IAEA sees continued German commitment to waste management

21 November 2022

Germany has demonstrated commitment to the continued development of its national radioactive waste management programme since a previous review in 2019, a follow-up International Atomic Energy Agency (IAEA) mission has concluded.

How Germany's planned Konrad low and intermediate-level waste repository site could appear (Image: BGE)

The IAEA sent an Integrated Review Service for Radioactive Waste and Spent Fuel Management, Decommissioning and Remediation (Artemis) mission to Germany in 2019 at the request of the German government.

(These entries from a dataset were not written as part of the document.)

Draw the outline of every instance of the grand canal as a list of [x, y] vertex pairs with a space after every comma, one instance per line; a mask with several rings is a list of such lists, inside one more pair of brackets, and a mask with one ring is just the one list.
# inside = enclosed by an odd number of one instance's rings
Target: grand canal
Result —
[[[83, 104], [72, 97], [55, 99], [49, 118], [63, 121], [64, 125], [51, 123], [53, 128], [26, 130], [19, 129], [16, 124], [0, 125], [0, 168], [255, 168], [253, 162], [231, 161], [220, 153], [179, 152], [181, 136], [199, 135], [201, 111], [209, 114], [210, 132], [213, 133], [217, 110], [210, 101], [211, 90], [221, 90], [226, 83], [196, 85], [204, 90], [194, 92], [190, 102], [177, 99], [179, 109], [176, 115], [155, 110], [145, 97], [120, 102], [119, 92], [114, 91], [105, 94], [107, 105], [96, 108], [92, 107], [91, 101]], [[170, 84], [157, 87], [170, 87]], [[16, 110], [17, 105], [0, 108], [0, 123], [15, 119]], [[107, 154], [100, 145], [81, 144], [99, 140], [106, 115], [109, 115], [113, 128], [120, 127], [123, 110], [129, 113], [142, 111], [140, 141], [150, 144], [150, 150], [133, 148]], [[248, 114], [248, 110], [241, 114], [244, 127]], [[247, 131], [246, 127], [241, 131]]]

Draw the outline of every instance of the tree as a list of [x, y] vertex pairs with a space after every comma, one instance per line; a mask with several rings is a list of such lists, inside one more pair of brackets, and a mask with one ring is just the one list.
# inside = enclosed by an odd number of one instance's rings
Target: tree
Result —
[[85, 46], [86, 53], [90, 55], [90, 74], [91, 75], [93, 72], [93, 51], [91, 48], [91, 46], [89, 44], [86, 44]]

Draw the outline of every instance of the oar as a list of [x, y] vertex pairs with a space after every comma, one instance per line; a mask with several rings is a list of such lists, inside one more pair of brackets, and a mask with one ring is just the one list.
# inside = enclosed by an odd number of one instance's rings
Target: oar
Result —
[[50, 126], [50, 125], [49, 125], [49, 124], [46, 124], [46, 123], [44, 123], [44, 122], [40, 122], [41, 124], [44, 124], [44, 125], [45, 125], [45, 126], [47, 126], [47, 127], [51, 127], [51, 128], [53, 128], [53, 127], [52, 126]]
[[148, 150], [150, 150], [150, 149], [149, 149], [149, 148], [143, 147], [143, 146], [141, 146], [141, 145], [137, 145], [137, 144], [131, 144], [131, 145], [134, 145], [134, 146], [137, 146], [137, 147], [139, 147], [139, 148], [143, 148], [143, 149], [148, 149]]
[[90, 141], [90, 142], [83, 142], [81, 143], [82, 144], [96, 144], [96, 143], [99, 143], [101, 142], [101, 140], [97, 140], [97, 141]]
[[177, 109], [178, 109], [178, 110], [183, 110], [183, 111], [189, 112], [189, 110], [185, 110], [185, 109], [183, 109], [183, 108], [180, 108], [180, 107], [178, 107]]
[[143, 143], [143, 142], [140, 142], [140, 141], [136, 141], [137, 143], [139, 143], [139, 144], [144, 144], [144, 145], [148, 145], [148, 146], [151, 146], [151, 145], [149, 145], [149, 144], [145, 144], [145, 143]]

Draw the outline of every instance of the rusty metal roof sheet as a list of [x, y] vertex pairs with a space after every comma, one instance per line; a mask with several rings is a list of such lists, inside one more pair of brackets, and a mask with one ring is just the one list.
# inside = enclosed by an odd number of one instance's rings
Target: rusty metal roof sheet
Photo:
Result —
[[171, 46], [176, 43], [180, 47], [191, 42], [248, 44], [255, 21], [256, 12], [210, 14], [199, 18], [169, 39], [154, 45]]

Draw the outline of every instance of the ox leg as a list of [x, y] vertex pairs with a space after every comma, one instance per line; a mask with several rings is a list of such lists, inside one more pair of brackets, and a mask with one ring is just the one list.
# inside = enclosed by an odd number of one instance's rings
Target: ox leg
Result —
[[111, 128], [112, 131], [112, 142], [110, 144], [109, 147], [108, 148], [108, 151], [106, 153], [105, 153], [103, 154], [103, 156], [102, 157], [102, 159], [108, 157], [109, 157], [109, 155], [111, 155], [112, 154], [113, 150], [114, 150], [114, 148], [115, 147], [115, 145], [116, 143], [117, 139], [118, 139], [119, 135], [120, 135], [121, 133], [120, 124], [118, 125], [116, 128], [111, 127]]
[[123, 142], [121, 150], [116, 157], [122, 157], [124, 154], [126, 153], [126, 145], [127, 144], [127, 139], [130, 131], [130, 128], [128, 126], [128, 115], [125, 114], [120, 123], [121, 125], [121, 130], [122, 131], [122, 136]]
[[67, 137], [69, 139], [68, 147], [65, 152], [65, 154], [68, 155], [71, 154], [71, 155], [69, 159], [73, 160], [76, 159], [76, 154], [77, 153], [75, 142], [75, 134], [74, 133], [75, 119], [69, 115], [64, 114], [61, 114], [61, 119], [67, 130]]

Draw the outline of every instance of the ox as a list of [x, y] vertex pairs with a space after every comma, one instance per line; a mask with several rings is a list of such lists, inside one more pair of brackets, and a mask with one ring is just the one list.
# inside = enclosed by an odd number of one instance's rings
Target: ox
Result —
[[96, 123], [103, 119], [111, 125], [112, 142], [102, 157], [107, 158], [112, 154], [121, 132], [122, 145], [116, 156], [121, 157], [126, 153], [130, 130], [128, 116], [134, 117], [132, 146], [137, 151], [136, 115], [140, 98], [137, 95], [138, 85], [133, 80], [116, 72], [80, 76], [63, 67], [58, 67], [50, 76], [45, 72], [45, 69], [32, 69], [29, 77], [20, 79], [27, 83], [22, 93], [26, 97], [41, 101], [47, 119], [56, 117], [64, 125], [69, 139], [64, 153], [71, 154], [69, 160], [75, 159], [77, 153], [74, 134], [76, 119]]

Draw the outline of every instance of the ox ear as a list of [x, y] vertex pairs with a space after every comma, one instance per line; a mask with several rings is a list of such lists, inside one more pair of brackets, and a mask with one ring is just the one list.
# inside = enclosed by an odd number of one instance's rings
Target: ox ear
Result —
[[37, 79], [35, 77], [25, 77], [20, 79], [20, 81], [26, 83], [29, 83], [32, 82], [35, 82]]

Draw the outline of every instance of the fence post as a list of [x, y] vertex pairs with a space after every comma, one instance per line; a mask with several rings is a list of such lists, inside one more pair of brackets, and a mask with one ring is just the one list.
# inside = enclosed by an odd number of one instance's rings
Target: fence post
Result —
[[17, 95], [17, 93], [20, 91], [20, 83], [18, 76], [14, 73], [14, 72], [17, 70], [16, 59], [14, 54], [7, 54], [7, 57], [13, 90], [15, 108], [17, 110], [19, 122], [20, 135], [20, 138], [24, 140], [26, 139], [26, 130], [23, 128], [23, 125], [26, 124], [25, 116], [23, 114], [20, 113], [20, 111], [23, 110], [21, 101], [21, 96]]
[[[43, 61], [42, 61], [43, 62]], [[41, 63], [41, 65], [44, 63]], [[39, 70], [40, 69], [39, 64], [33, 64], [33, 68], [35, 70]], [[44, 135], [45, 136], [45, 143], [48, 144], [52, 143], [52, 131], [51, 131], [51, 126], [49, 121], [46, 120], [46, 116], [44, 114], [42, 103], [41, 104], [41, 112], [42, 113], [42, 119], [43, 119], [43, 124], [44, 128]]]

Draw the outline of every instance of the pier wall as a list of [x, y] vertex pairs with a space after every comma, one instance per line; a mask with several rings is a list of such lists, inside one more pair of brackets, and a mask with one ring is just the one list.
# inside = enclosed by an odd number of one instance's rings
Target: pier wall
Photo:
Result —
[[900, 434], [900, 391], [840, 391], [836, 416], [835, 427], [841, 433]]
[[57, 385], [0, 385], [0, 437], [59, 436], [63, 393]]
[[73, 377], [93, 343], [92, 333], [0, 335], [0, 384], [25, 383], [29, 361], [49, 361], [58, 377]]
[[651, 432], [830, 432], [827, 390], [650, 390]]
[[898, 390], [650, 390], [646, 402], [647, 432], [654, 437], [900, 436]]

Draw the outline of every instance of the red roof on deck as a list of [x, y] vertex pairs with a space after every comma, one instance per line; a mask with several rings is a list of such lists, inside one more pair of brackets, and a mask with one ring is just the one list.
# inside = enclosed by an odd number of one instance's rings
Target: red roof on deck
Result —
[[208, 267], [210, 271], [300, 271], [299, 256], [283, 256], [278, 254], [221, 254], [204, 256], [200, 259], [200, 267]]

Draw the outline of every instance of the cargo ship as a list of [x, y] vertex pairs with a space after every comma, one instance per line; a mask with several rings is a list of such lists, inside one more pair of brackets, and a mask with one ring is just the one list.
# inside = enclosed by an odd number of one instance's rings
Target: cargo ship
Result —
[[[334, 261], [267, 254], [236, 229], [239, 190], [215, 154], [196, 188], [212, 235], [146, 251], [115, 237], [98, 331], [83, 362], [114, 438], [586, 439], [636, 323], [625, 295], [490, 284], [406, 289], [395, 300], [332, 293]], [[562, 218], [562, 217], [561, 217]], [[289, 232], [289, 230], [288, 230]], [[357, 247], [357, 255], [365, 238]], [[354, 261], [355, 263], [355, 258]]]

Artemis missions provide independent expert opinion and advice, drawn from an international team of specialists convened by the IAEA. Reviews are based on the IAEA safety standards and technical guidance, as well as international good practices.

A second mission - the first IAEA follow-up to an Artemis mission - was carried out from 7 to 12 November to review the implementation of the findings identified during the initial mission in 2019. The team comprised seven experts from Belgium, Finland, France, Italy, the UK and two IAEA staff members.

The scope of the Artemis follow-up mission covered all aspects and topics related to the development and implementation of the radioactive waste management programme. The mission focused on the national policy and strategy for the management of radioactive waste, application of selection criteria in the identification of a site for a disposal facility for high-level radioactive waste, and cost assessment for the programme. It also reviewed the national plan and cost estimation for the retrieval of waste from the Asse II former salt mine.

The team noted that the majority of the initial recommendations and suggestions had been addressed and advised Germany to apply a consistent approach across future activities related to cost assessment of the radioactive waste management programme.

"Germany, as the first country to call for a follow-up Artemis mission, has shown its dedication to meet the findings from 2019 and strong commitment to transparency of communications, in the interest of improving standards of safety in implementing its national programme for radioactive waste management," said mission team leader Patrice François of France's Institute for Radiological Protection and Nuclear Safety.

Of the three recommendations and 12 suggestions identified in the initial mission, two recommendations and two suggestions require further development, the team said. These include: updating the cost assessment for the national waste management programme in the cost report, based on a consistent approach across all activities, including waste retrieval from Asse II mine; analysing risk and uncertainty when updating the cost assessment for all public sector components of the radioactive waste and used fuel management programme; assessing whether the geosphere requirements for non-heat generating waste are different from those for high-level waste and, if they are, taking them into account in the application of disposal facility siting criteria; and making greater use of the radioactive waste inventory to monitor changes in the inventory over time and demonstrate waste minimisation.

"We are happy that we were able to demonstrate that we made progress, that most of the 2019 findings could be closed and that no new ones were identified," said Gerrit Niehaus, Director General for Nuclear Safety and Radiation Safety at Germany's Federal Ministry for the Environment, Nature Conservation, Nuclear Safety and Consumer Protection. "The findings that remain open will be used to guide us on our way to further improve the safe management of radioactive waste in Germany, our national programme and our communication."

The final mission report will be provided to the government in about two months.